There are hints, however, that trifle may be the sign of things to come. Following an NSDF workshop from Frantic Assembly’s Simon Pittman, both Bróccán Tyzack-Carlin and Will Emery expressed a keen desire to see more physical theatre in Durham in Palatinate’s article covering the festival. LTC are already responding to this demand with Stephen Berkoff’s East planned for next term—quite a  different beast to trifle but still embracing a physicality which has so far been noticeably absent from Durham’s repertoire.

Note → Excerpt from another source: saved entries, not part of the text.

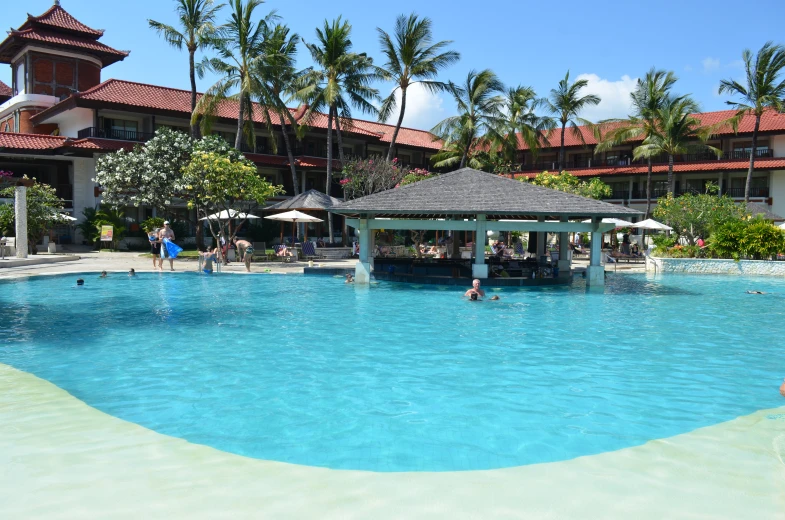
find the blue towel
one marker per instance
(172, 248)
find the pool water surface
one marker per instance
(393, 377)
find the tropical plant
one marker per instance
(340, 80)
(749, 238)
(693, 215)
(568, 183)
(564, 104)
(520, 123)
(277, 77)
(649, 96)
(479, 116)
(675, 132)
(240, 47)
(216, 182)
(43, 212)
(197, 31)
(764, 90)
(411, 58)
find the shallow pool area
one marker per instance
(395, 378)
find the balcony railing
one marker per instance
(110, 133)
(582, 162)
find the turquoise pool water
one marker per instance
(395, 378)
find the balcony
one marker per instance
(582, 162)
(108, 133)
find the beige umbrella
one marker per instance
(294, 217)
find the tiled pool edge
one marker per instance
(64, 459)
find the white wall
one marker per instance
(84, 195)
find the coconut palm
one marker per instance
(340, 80)
(564, 104)
(240, 48)
(675, 132)
(412, 58)
(764, 90)
(197, 31)
(521, 123)
(649, 96)
(479, 116)
(277, 79)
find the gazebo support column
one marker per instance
(479, 268)
(362, 270)
(564, 253)
(595, 273)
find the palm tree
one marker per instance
(197, 30)
(411, 58)
(240, 49)
(340, 80)
(764, 90)
(565, 103)
(521, 123)
(479, 113)
(277, 79)
(675, 132)
(650, 95)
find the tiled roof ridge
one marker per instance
(58, 17)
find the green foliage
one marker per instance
(692, 215)
(43, 212)
(152, 223)
(566, 182)
(754, 238)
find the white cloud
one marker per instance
(710, 64)
(423, 108)
(615, 97)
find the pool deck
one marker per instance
(63, 459)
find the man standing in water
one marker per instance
(475, 290)
(167, 233)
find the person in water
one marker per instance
(475, 292)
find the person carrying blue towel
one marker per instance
(169, 249)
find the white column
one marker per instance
(595, 273)
(362, 270)
(479, 269)
(20, 213)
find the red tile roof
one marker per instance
(708, 166)
(108, 54)
(59, 18)
(5, 90)
(771, 121)
(143, 95)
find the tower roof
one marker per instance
(57, 29)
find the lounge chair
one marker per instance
(309, 250)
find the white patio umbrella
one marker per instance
(652, 224)
(228, 214)
(294, 217)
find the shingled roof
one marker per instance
(311, 199)
(467, 192)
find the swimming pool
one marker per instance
(394, 378)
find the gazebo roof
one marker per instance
(311, 199)
(468, 192)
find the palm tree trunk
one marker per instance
(195, 125)
(752, 159)
(398, 125)
(238, 140)
(330, 170)
(648, 190)
(289, 153)
(561, 148)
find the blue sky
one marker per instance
(609, 42)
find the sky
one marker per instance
(610, 43)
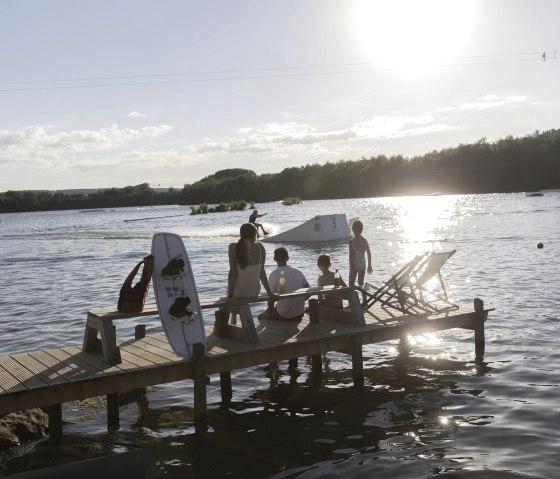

I don’t think Durham is ever going to be as crazy as Edinburgh, or that clown shows like Salam’s will become the norm for Durham comedy. We’re a lot more used to stand-up and sketch comedy, and clown shows and mime may be a little but too minimalistic for some people’s tastes and a step too far outside their comfort zone. There are also very few performance spaces that lend themselves to this kind of show. Empty Shop was perfect for trifle, but you can’t imagine Salam crowd-surfing over the audience’s laps in The Assembly Rooms.

Saying this, trifle quickly sold out and the piece closed to impassioned applause, so there is clearly a demand for more alternative theatre and audiences are willing to experiment with different kinds of show. Whether others will be as brave as Salam in trying to command an audience’s attention with cereals, fruit and a game of Guess Who however is another matter entirely. Beyond thoroughly entertaining an audience who didn’t really know what to expect, Salam has shown that clown comedy and mime are areas that are definitely worth exploring for Durham theatre.